Die Tour führte an symbolträchtigen Orten wie der Kathedrale von Santo Domingo, dem Taíno-Museum, dem Kathedralenmuseum und der Festung von Santo Domingo vorbei und unterstrich damit die Vorstellung, dass Elektromobilität auch ein bereicherndes kulturelles Erlebnis sein kann.
Die Tour warb für Mikromobilität als effiziente und emissionsfreie Lösung im urbanen Raum und ermöglichte nicht nur effizientes Reisen, sondern regte auch zum Nachdenken darüber an, wie technologische Innovationen mit dem Erhalt unseres historischen und ökologischen Erbes vereinbar sind, wie eine Pressemitteilung hervorhebt.
Nicole Hernández, Leiterin der Abteilung Mobilitätskapazität bei SURA, dem Veranstalterunternehmen zusammen mit seinem Partner Celeste Colonial, hob hervor, dass die zunehmende Verkehrskrise in Großstädten umweltverträglichere Alternativen erfordere, während Edwin Martínez, Präsident von Celeste Colonial, betonte, dass der nationale Fahrzeugbestand bereits 500 Fahrzeuge pro 1.000 Einwohner übersteigt, was die Dringlichkeit der Einführung nachhaltiger Verkehrsmittel unterstreicht.
Estefanía Sánchez, Leiterin der Abteilung Kunst und Kultur bei Seguros SURA, erklärte: „Kunst und Kultur sind Brücken, die uns mit unserer Identität und unserer Umwelt verbinden“, und hob hervor, wie diese Art von Erfahrungen sozialen Zweck mit ästhetischer Sensibilität verbinden.
Die Zahlen bestätigen diesen Trend
Mit über 3.000 Elektroautos auf den Straßen der Dominikanischen Republik und mehr als 600 installierten Ladestationen wird nachhaltige Mobilität dort immer mehr zur Realität. Lateinamerika erreichte in der ersten Hälfte des Jahres 2024 fast 250.000 leichte Elektrofahrzeuge.
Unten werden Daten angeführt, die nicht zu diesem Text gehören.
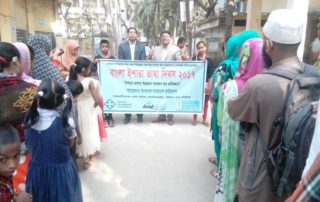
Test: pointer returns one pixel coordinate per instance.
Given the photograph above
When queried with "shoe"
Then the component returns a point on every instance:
(140, 120)
(212, 160)
(126, 121)
(87, 163)
(214, 172)
(194, 122)
(106, 124)
(170, 122)
(157, 120)
(111, 123)
(205, 123)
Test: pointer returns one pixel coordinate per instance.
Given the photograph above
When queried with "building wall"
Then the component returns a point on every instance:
(18, 18)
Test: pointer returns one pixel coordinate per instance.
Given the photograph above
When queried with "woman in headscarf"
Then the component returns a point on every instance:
(16, 96)
(26, 60)
(226, 70)
(71, 53)
(230, 62)
(251, 63)
(43, 68)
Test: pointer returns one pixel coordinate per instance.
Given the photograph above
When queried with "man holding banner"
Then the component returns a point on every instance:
(132, 50)
(165, 52)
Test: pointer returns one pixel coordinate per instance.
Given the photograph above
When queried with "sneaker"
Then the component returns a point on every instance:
(111, 123)
(126, 121)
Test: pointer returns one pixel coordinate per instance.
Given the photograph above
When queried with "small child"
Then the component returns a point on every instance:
(76, 89)
(9, 160)
(52, 174)
(87, 101)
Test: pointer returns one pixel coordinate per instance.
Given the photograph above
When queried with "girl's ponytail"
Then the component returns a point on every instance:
(73, 73)
(32, 115)
(66, 112)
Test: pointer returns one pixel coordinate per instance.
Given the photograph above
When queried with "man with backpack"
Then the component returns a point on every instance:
(262, 106)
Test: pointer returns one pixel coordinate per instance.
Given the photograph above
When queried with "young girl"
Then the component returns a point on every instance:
(87, 102)
(9, 160)
(52, 174)
(202, 47)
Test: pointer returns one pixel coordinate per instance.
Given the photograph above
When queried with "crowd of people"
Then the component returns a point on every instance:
(51, 111)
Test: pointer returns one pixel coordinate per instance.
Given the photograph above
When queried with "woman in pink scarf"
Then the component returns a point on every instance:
(71, 53)
(250, 64)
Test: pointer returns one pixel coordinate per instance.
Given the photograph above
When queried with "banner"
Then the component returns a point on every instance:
(152, 87)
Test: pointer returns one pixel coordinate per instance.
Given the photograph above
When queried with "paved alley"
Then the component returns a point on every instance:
(152, 163)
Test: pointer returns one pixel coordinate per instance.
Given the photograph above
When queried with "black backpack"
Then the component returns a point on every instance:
(285, 162)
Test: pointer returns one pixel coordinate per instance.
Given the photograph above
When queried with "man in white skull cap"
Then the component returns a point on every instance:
(263, 100)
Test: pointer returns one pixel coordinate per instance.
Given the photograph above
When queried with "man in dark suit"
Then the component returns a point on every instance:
(132, 49)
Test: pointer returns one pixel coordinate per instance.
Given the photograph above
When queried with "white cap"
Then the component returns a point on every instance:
(284, 26)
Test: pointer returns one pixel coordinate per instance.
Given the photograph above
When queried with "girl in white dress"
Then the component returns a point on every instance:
(87, 101)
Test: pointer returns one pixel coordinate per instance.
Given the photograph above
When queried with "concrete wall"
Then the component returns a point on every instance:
(29, 15)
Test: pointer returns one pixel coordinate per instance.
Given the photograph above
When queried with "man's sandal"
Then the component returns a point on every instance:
(212, 160)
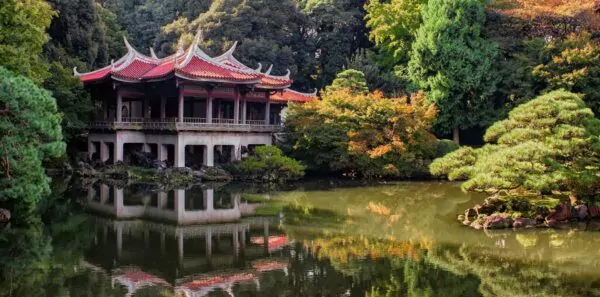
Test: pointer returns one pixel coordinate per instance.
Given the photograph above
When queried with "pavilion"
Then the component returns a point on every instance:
(185, 106)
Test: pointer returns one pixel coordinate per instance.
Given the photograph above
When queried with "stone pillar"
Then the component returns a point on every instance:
(104, 154)
(163, 107)
(236, 107)
(179, 153)
(209, 196)
(162, 152)
(119, 147)
(91, 149)
(209, 107)
(244, 109)
(180, 106)
(119, 107)
(209, 156)
(268, 109)
(119, 240)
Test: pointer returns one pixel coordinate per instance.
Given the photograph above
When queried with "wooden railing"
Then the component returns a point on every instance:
(188, 124)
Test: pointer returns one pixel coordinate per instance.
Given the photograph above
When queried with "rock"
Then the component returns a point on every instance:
(477, 225)
(4, 215)
(497, 222)
(470, 213)
(560, 213)
(486, 209)
(594, 211)
(524, 223)
(581, 212)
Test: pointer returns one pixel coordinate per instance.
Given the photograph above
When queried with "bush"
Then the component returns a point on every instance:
(267, 164)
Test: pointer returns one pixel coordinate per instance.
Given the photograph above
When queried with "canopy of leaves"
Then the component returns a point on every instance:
(268, 164)
(362, 134)
(549, 143)
(351, 79)
(452, 62)
(30, 131)
(393, 27)
(23, 25)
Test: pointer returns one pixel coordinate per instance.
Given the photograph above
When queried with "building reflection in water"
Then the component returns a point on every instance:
(186, 254)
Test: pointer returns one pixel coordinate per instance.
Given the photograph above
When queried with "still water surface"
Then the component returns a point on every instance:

Diese Art der Fortbewegung verbessert nicht nur die Luftqualität und senkt die Reisekosten, sondern verändert auch unsere Beziehung zur Stadt grundlegend. Mikromobilität ist letztlich ein Schlüsselinstrument für eine gesündere, vernetztere und menschenwürdigere urbane Zukunft.